Although we don't believe in timing the market or panicking over market movements, we do like to keep an eye on big changes -- just in case they're material to our investing thesis.
What: Shares of Integrated Device Technology, (NASDAQ:IDTI) jumped 13% Tuesday, even after the company posted mixed quarterly results and soft forward revenue guidance.
So what: Quarterly revenue rose to $124.6 million, which translated to adjusted net income of $0.17 per diluted share. By contrast, analysts were looking for adjusted earnings of just $0.12 per share on higher sales of $127.36 million.

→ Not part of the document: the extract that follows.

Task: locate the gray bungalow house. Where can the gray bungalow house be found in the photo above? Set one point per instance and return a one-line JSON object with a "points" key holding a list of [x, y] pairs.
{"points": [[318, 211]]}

CEO Greg Waters explained while the revenue was inline with the company's guidance provided last quarter, a favorable product mix led to higher-than-expected adjusted gross margin at 62.4%.
Going forward, the company expects fiscal fourth quarter 2014 revenue to be in the range of $114 to $120 million. That's well below expectations for sales of $122.3 million, and thanks largely to the divestiture of its PC audio business.
Now what: At the same time, however, Waters insisted the transition of their business model is progressing faster than they had hoped, and by the end of the quarter "the impact of declining or discontinued product lines will be washed out of the income statement and the real growth drivers within IDT will be clearer and easier to model."
Considering the stock trading at a reasonable 18 times next year's estimated earnings -- or just 13 times when you back out the company's $438 million cash pile -- it's hard to blame investors for bidding up the stock today. If IDT can indeed resume profitable growth from here, the stock could prove a bargain for patient long-term investors.